鞋湿了,说不出的话被风浪泄漏,张嘴冒出一个泡泡,从胫骨上长出一双丰满的皮肉,交织着绽开,去编撰一双鞋,盖在纵横的脉络上,落进镜子里。眨眼望去吧,无穷无尽的框架,且越来越渺小,重重叠叠的同一个人影,黄色人种的皮肤,再白也泛黄,且有一种灰扑扑的涂装,罩在白炽灯下面,变换成棕色人种了。滑滑嫩嫩,胶状的巧克力罢。

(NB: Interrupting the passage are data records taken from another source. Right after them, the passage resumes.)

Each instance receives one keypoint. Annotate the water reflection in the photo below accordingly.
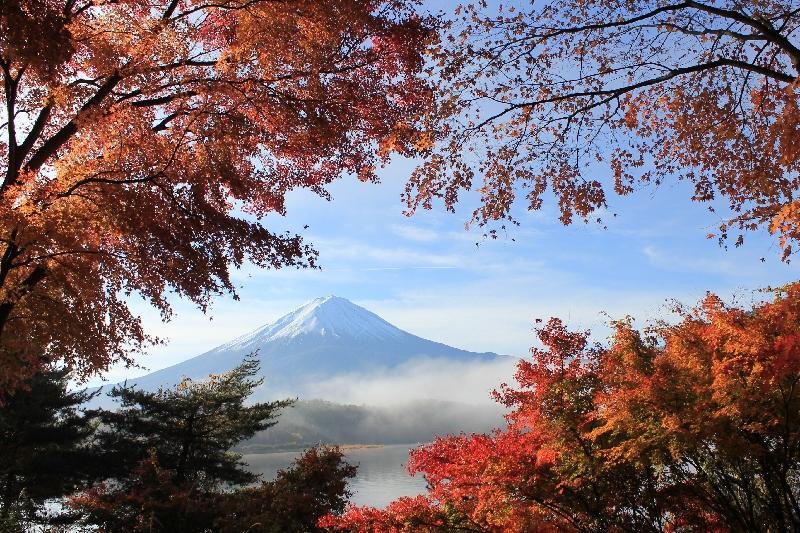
(381, 478)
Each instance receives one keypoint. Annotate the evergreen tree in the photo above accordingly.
(314, 486)
(168, 453)
(45, 447)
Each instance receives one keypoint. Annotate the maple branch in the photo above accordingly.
(170, 9)
(52, 145)
(611, 94)
(36, 275)
(761, 25)
(95, 179)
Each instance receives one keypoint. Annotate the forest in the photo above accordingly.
(146, 147)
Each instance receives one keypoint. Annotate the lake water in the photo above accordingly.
(381, 477)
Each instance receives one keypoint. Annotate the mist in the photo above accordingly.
(418, 379)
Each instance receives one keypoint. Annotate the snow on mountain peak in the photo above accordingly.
(328, 316)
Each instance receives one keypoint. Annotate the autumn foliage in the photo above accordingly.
(570, 100)
(692, 426)
(143, 142)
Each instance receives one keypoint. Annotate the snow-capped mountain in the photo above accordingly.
(326, 337)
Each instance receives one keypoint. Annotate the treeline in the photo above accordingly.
(688, 427)
(161, 462)
(309, 422)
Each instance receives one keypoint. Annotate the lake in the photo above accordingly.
(381, 477)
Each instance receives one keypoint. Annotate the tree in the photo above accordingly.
(145, 140)
(690, 427)
(45, 447)
(578, 97)
(167, 454)
(314, 486)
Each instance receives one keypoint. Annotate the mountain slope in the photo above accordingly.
(325, 337)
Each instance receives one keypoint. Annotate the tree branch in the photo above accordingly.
(52, 145)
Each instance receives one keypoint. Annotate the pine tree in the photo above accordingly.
(168, 453)
(45, 446)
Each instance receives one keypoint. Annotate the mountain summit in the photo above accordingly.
(326, 337)
(328, 316)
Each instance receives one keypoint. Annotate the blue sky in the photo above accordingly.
(426, 274)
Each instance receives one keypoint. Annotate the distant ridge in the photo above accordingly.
(327, 336)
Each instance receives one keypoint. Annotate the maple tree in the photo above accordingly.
(575, 98)
(143, 142)
(692, 426)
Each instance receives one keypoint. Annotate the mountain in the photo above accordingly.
(326, 337)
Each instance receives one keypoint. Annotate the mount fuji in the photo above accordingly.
(326, 337)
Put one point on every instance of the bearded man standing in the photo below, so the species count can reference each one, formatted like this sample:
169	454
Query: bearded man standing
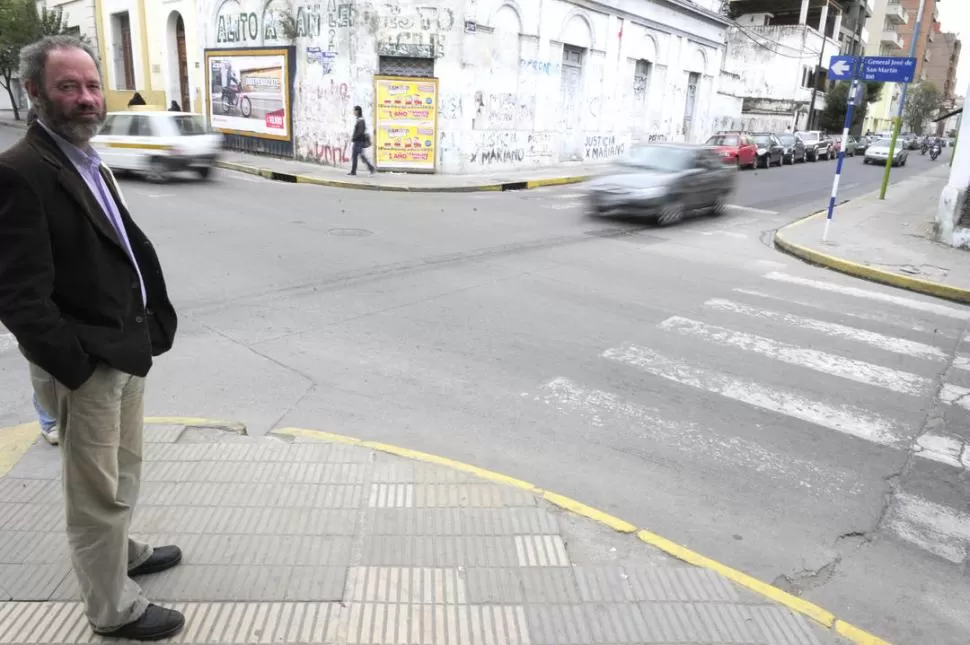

揭开盖子,盛在一盏白瓷镂空雕百合花杯里,尽身一赴,从凹陷的豁口迸发出来,上头是细腻的细水流长,横过伸手一揽,揽住柔韧舒展的腰肢,就像一枝蜿蜒伸展的百合花茎,四肢全然地成为张扬的色彩,铺天盖地,像淋了水的水彩纸上,肆意地泼上一桶浓墨重彩,淅淅沥沥地淌下来,圆润地汇入地核。

那么就掉下去了。

地质层被虹彩沿经脉分裂,像用沾了虾的血的细刀割切——最终流淌的是幽幽的蓝,像阴郁的夜里粘稠的天空,那种活动的钴蓝色。喝一杯热巧克力,惨白的油漆去模仿拉花,最终成为灰棕色的泪水,在鼻腔里发酵,于是颓废。骨头里历历可数的心跳声,向星星的音乐垂头,不知道用什么乐器可以表达出的声音。就此罢笔,不明不白,可以给他打一个电话,讲:“情诗写好了,莎士比亚的十四行诗,我不会写,你随便看看我喜欢的人的爱吧。”